When Russian Energy Minister Alexander Novak visited Japan, the conversation centred on deepening cooperation between two countries in the energy sector and outlining investment opportunities for Japanese companies in Russia. Many joint projects of interest lie in Russia’s Far East and around Sakhalin Island, suggesting that the two countries do not perceive the recent escalation in North Korean militarisation as a deterrent to investments in the region. North Korea has amassed an arsenal with short-to-intermediate range capabilities, and while it has not suggested it intends to attack its immediate neighbours or to strategically target their energy infrastructure, it is important to point out that many key oil and gas facilities are located within the current range of North Korea’s arms.
From the Russian perspective, the most important asset within the 1000 km range of North Korea is the oil port Kozmino. Completed in 2009 as the receiving point for the East-Siberia-Pacific-Ocean (ESPO) trunk pipeline, the terminal moves over 600 000 bpd of crude and is supported by a number of local oil storage units. Kozmino, together with the ESPO pipelines, fostered Russia’s strategic pivot to Asia and enabled the country to become a key supplier to the growing Asia-Pacific markets. To fill up new midstream capacity, Russia’s upstream operators intensified development of oil fields in East Siberia. Production from these very remote fields grew in the past decade from almost zero to over 800 000 bpd currently, and is set to approach 1 million bpd by 2020. Most crude is produced by Rosneft with new partners from India, Surgutneftegas, and Irkutsk Oil Company with Japanese partners; without access to Kozmino, these operators will be hard-pressed to find access routes to other markets. The ESPO pipelines and the Kozmino port are set for expansions, while a petrochemical plant, Nakhodka, is being planned by Rosneft, who is currently courting outside investors.

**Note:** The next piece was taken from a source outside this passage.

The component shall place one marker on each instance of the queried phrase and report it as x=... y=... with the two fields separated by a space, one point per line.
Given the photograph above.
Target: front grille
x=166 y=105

The main projects in Sakhalin Island and on the Okhotsk Sea shelf lie just outside the 1600 km range. Of these, Sakhalin-I and Sakhalin-II are some of the largest foreign investments into Russia’s oil and gas sector with ExxonMobil, Shell, ONGC, Mitsui, Mitsubishi, Itochu, Inpex, and Marubeni among the participants. Both projects might be interested in a gas pipeline connecting Sakhalin to Japan’s Hokkaido Island, as an alternative or compliment to LNG exports for Sakhalin vast gas reserves. Novak discussed the pipeline with projected capacity of almost 2 billion ft3/d, followed by Russia’s president Putin and Japan’s prime minster Abe continuing the discussion on April 27. The pipeline, physically connecting the two countries for the first time, will be within a 1600 km range from North Korea, as is the current liquefaction plant processing gas from Sakhalin-2 fields and its expansion trains.
Trade of LNG and crude could be vulnerable as five facilities are responsible for the country’s 4.8 trillion ft3 regasification capacity, with only two facilities accounting for 75% of that capacity. The 230 million bbls of storage is more widely distributed with 36 locations, however, the three largest is located in the southern end of the peninsula account for 60% of storage capacity. The global oil and gas industry could see some disruption if the shipbuilding yards owned by Hyundai Heavy Industries, Samsung Heavy Industries, and Daewoo Shipbuilding and Marine Engineering are impacted. These yards construct both rigs and tankers used throughout industry and a prolonged shutdown of the facilities could lead to tanker and upstream infrastructure shortages in the medium term.
Roughly half of Japan lies within 1000 km of North Korea with the entire country encompassed in the 1600 km range. Similar to South Korea, oil storage and LNG are most at risk with 35 LNG facilities spread across the country, totalling almost 9.7 trillion ft3 in regasification capacity and with 43 oil storage facilities totalling 101 million bbls of storage capacity.
China has the closest bilateral relations with North Korea, and also has the most within range. Other notable infrastructure, including oil storage, LNG regasification and refining, ring China’s largest cities Beijing, Shanghai and Hangzhou. More notably within striking distance are the announced Dornod-Sainshand oil pipeline and planned Sainshand refinery, together represent a US$1 billion investment, which illustrate well how investors perceive North Korean posturing.